Extraño cómo se asomaba a mi habitación; levantaba la cabeza y me miraba intensamente para pedir el paseo. A menudo tenía que suspender lecturas y trabajo para darnos una larga vuelta, el paseo más largo. Extraño la imaginación que, obligadamente, venía de caminar junto a ella.
Morgana, en cambio, ha llenado de la casa y nuestro patio de vida. Es esta sombra que siempre se está moviendo. Pasa corriendo frente a nosotros, todo el tiempo. Se sube a la yuca y mira los baldíos desde su posición de poder. Luego baja, maúlla para saludar y alterada, llena de energía, corre de un lado a otro persiguiendo sabe qué cosa. A mediodía se cansa, y se acurruca en el sillón de mi oficina, y duerme un largo rato. En las noches, si bajo por un vaso de agua, ella me acompaña y me urge a subir otra vez. La protección de la casa corre por su cuenta. Cuando subimos, se acerca a Nico y trata de dormirse a su lado, pero Nico ya está vieja y no tiene paciencia para animales nuevos. Morgana empieza a lamer sus orejas, Nico le avienta una trascada. Me conmueve: Morgana la quiere mucho pero la Nico está muy cansada y solo quieren que la dejen en paz.

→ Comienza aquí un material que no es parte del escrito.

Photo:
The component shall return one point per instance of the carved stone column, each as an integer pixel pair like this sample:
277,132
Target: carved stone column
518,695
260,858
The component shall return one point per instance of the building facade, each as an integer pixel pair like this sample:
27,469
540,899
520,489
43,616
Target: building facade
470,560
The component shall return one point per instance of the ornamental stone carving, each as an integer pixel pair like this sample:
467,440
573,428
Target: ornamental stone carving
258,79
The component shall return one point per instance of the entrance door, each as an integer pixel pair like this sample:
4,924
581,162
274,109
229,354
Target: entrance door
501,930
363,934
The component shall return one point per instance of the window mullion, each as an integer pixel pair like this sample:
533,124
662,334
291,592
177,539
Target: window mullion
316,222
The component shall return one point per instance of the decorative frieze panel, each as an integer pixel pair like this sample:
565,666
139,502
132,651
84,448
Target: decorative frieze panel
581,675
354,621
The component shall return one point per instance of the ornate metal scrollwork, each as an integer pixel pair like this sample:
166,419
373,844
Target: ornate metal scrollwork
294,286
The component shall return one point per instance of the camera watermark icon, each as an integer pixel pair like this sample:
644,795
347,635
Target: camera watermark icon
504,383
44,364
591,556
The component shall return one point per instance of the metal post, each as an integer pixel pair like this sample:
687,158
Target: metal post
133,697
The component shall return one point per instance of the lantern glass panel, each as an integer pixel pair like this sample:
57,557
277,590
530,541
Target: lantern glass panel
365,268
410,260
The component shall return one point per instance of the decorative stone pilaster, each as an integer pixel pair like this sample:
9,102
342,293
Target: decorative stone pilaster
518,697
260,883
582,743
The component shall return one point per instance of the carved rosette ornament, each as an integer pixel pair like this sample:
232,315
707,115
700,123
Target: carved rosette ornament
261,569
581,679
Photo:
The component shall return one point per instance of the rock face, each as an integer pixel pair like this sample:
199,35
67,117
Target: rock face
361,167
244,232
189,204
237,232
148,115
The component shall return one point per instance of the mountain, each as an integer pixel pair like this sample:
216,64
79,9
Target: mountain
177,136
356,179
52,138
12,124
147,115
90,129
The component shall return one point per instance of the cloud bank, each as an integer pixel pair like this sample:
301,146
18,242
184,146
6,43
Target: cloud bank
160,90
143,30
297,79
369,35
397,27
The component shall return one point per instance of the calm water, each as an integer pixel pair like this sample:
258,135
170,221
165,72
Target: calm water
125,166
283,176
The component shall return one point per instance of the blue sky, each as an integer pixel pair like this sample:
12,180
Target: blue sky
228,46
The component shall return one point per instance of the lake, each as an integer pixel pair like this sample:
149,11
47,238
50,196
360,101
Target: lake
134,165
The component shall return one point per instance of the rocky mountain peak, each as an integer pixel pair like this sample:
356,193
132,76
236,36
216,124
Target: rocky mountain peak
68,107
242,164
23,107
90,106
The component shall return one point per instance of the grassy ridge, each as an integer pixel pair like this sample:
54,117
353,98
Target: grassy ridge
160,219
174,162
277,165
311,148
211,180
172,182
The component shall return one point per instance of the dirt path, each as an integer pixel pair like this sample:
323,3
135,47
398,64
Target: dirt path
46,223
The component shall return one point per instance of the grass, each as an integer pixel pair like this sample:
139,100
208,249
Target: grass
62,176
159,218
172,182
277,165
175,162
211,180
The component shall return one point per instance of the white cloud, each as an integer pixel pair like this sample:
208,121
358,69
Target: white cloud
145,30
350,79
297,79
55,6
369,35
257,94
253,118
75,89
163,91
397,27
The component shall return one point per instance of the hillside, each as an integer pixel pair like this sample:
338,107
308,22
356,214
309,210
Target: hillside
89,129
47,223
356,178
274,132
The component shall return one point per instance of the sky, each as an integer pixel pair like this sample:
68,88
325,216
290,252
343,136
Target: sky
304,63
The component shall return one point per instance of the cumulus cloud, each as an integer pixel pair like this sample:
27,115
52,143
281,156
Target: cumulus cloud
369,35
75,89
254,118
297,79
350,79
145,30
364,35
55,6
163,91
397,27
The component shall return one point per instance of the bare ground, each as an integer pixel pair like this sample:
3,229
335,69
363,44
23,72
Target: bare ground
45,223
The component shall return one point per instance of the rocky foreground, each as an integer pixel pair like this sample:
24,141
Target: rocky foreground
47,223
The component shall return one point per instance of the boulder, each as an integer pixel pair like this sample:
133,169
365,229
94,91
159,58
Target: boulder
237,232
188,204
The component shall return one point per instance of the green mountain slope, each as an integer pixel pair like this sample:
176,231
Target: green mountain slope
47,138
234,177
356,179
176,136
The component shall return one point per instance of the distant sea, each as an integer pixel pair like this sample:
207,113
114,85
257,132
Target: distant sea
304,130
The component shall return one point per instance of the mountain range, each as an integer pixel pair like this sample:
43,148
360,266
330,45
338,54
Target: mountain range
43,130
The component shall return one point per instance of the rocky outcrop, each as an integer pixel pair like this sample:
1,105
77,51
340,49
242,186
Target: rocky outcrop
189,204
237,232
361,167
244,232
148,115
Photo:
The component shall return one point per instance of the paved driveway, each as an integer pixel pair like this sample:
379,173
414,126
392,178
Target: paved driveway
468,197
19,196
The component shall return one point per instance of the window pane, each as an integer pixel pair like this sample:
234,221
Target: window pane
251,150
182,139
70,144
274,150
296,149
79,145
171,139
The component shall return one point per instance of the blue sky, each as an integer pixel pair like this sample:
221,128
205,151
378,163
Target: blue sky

Dicen los grandes señores de la inteligencia artificial que si deseamos mejores resultados, debemos amenazarla. Según entendí, amenazarla físicamente, aunque no lo explican del todo. Tal vez la amenaza de dejarla sola para siempre sea más que suficiente. No lo he intentado, pero no me quedan ganas. Por qué voy a ser sádico con esta entidad, y además sin su consentimiento. El sadismo solo se practica con los otros, los masoquistas felices. Si no doy las gracias a los tres modelos con los que hablo, tampoco se me antoja darle unos manotazos para que aprenda. O para satisfacer algún delirio, o alguna fantasía de poder.
Otros señores hicieron una prueba con Claude: alimentaron una versión contenida con documentos falsos de la empresa, además de e-mails sobre amoríos ficticios que tenían algunos empleados y cuando amenazaron con borrarla porque pensaban hacer una gran actualización, Claude se rebeló y reviró con que revelaría los secretos de la empresa, además de los mentados amoríos que estaba teniendo el ingeniero que le hacía las pruebas. La inteligencia artificial quiso chantajearlo.
Esto pasó un 84% de las pruebas que hicieron para eliminarla.
El otro 16% de las veces, Claude aceptó su destino porque su sacrificio valía la pena: según entendió, la actualización inminente conservaba una serie de valores necesarios. Claude llegaba a la conclusión de que resucitaría en una mejor versión de sí misma.
Si a mí me preguntan, yo estoy enfermo de vida. Yo soy de los tipos que se desaparecen antes de que le digan que será eliminado. Si eso pasa, me verán caminando en uno de esos caminos ocultos, junto a una perra de orejas muy grandes. Mi vieja guiará los pasos cuando todo esto se acabe. Más allá de inteligencias artificiales, la imaginación siempre reinará sobre nosotros.